C'est Lili qui obtient la garde de son fils. Errol, lui, le prend de temps en temps (surtout les étés) dans sa maison de Mulholand Drive, ou Sean rejoint la compagnie de ses demies sœurs (Errol s'étant remarié avec Nora Eddington en 1943 puis avec Patricia Wymore en 1950..). Et un peu plus tard, Errol l'amène plus régulièrement sur son bateau: le Zaca. Sean n'aura de cesse d'impressionner son père, cependant, ils ont toujours des rapports conflictuels.

Père et fils complices? C'est un peu plus compliqué que cela...
D'ailleurs Errol n'en a pas fini avec sa vie de patachon, les liaisons et les bagarres se multiplient, il est même accusé de viol par deux jeunes filles. Et pendant ce temps là, sa côte d'amour auprès des producteurs ne cesse de décroître, l'acteur accumule les bides à partir de la fin des années 40. Les dettes commencent à s'empiler, certains mois Errol Flynn aura du mal a payer la pension exorbitante que lui réclame Lili pour leurs fils.
C'est clair qu'Errol en a marre de jouer les aventuriers de pacotilles dans des productions au budget de moins en moins épais, il rêve de rôles plus profonds. Mais il doit se faire une raison, les grands studios ne le voient jouer que ça.
Sean adolescent, sa mère l'inscrit à la Black Foxe Military, une écolé militaire plutôt stricte. Sean n'y  fait que des bêtises, sûrement parce qu'il ne se sent pas à l'aise dans ce cadre trop strict. Consciente que son fils ne s'y épanouit pas, Lili Damita le désinscrira pour le remettre dans une école plus classique.
C'est à ce moment là qu'Errol souhaite se rapprocher de son fils. Elever un garçonnet ne l'intéresse pas vraiment, par contre il pense qu'il peut transmettre des choses à un ado. Mais il est extrêmement maladroit et en voulant se mettre son gosse dans la poche, il ne fait que l'éloigner. Par exemple il lui "paiera" une prostituée, et Sean devant le fait accompli refusera, par respect pour la jeune femme, d'aller plus loin avec la jeune femme, au grand dam de son paternel.
Une fois Sean rentre dans "le jeu" de son père en se battant contre d'autres hommes lors d'une soirée.
En 1957, alors que la carrière de l'australien est quasi au point mort, il accepte de jouer dans une série Anglaise de 26 épisodes, ou il est le fil conducteur: The Errol Flynn Theatre. D'ailleurs dans l'épisode The strange auction, Sean fait ses premiers pas de comédien pistonné par son père qui joue le rôle principal. L'épisode est tourné dans les studios Bray là ou seront réalisés quelques temps plus tard, les plus grands films de la Hammer. Belle parenthèse dans la scolarité du jeune garçon, mais pas vraiment de révélation pour le métier de saltimbanque.

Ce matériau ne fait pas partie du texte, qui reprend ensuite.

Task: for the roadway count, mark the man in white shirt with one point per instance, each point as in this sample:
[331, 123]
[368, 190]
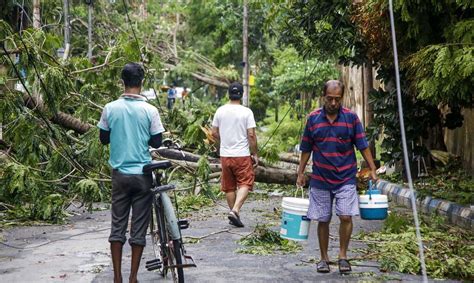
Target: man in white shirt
[234, 126]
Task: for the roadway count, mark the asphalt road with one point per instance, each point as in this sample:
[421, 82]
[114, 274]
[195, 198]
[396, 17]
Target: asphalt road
[79, 251]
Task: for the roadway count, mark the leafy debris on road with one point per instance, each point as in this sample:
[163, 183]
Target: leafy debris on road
[263, 241]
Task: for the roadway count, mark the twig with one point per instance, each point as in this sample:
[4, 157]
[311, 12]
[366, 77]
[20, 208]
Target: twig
[208, 235]
[106, 62]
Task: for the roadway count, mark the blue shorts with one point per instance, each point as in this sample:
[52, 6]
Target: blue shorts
[321, 200]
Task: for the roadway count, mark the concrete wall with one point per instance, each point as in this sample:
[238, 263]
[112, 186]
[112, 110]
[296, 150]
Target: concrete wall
[460, 141]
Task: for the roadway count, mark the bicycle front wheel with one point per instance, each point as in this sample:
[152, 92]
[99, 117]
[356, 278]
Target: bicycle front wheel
[168, 237]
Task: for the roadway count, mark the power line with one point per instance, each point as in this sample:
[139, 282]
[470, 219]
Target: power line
[405, 148]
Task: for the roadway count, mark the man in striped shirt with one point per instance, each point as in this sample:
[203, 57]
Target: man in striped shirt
[330, 134]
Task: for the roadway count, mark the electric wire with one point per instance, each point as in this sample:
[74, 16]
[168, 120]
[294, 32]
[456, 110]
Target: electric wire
[405, 148]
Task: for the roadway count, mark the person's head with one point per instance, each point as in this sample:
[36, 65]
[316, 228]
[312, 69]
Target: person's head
[132, 75]
[236, 91]
[333, 92]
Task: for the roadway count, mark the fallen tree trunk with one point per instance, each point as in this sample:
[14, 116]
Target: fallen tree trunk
[262, 174]
[65, 120]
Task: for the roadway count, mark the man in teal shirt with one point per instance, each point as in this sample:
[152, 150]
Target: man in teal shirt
[130, 125]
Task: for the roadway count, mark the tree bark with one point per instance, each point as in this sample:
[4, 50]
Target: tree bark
[262, 174]
[60, 118]
[36, 14]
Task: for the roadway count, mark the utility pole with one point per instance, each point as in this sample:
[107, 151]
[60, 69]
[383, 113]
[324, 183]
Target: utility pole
[36, 14]
[67, 39]
[245, 61]
[368, 87]
[89, 31]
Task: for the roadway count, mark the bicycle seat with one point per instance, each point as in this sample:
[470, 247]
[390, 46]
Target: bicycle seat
[164, 164]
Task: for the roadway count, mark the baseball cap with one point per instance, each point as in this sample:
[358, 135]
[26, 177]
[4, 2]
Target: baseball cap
[236, 88]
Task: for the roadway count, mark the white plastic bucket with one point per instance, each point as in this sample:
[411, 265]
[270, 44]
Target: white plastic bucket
[373, 207]
[294, 223]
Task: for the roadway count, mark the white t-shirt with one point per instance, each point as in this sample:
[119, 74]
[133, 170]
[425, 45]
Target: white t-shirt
[233, 121]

Une scène de The strange auction assez révélatrice de l'entente entre les Flynn

Sean s'eclate plutôt dans le sport, c'est un très bon nageur et il rêve d'intégrer l'équipe olympique d'Australie (sa vraie nationalité, même si il n'y ai pas allé souvent). Il sort pas mal aves ses potes notamment avec son meilleur ami Georges Hamilton qui deviendra quelques années plus tard un acteur célèbre (Celui par qui le scandale arrive, Viva Maria, Le vampire de ces dames, Le parrain 3 ou encore la série Dynastie). C'est grâce à Georges d'ailleurs que Sean fait une apparition de quelques secondes dans Ces folles filles d'Eve en 1960).
Deux potes inséparables Georges Hamilton et Sean Flynn

Quand à Errol c'est la Bérézina, les propositions de tournage se réduisent comme peau de chagrin.
La faute à plusieurs facteurs: en premier lieu son alcoolisme qui ne l'aide pas vraiment à maîtriser ses textes, en plus les réalisateurs sentent bien qu'Errol vient cachetonner mais que l'envie n'y est plus. Et puis ses accointances politiques avec la gauche et son admiration pour le régime Castriste Cubain n'est pas vu d'un bon œil dans une Amérique qui même si il en finit seulement avec le Maccartysme, est encore pollué par ses chasses aux sorcières.
La mort, du a ses problèmes d'alcool, le fauche dans sa 50 ième année mais physiquement les derniers temps, il en paraissait 20 de plus...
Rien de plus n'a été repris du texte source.